The valet/barber finishes, slaps a minty-smelling aftershave on Lawson’s face, and is replaced by a man in an honest to God waistcoat, bearing a tape measurer, accompanied by two assistants with a wheeled clothing rack loaded with fine material. A tailor, then, one who glares at Lawson through his small, round glasses and gestures impatiently when Lawson doesn’t rise from his chair quickly enough.
“I hate suits,” he complains.
Ray shrugs. He’s got a magazine now, one with a sleek imported car on the front. “Everybody does.

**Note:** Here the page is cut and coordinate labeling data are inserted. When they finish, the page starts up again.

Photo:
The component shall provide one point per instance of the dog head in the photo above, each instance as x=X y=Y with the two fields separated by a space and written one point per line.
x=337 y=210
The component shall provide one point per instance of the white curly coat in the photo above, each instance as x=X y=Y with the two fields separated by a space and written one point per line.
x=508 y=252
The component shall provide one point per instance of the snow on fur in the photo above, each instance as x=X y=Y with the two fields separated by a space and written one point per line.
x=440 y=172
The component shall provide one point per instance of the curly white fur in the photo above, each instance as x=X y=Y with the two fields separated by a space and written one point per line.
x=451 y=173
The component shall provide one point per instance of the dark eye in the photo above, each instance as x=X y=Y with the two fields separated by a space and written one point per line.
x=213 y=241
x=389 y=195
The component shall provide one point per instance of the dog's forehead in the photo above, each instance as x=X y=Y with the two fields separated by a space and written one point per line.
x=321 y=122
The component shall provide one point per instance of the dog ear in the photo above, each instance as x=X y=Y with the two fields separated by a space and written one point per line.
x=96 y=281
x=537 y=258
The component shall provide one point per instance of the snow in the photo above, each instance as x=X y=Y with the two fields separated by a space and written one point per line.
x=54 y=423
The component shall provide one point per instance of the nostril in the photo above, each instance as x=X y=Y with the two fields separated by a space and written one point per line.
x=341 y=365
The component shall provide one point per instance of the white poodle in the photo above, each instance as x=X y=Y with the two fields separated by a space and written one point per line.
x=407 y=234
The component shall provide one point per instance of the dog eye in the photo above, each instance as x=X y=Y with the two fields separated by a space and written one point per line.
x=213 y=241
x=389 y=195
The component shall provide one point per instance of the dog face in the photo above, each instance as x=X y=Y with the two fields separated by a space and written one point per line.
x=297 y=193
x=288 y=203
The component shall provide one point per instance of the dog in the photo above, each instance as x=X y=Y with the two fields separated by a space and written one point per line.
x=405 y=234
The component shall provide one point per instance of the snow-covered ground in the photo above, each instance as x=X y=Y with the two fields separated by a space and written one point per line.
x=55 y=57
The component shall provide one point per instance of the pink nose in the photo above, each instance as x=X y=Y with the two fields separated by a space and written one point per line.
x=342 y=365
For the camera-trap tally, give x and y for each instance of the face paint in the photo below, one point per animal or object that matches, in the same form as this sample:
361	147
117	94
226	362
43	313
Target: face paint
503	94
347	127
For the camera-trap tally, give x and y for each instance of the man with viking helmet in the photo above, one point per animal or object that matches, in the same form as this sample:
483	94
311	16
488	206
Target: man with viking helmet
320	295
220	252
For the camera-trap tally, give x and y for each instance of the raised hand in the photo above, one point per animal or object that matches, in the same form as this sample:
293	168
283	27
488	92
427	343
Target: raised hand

You get used to it.”
“You were made for a suit,” Natalia says, stepping in beside him as an assistant unfolds a tri-panel mirror around him and the tailor brandishes his tape like a weapon. “Those shoulders, those long legs.” She grins at their reflections. “You’ll look wonderful.”
The last time Lawson wore a suit was to his cousin’s wedding, and the pants had fallen three inches short; his mother tried to let down the hem in the restroom. It wasn’t a good scene.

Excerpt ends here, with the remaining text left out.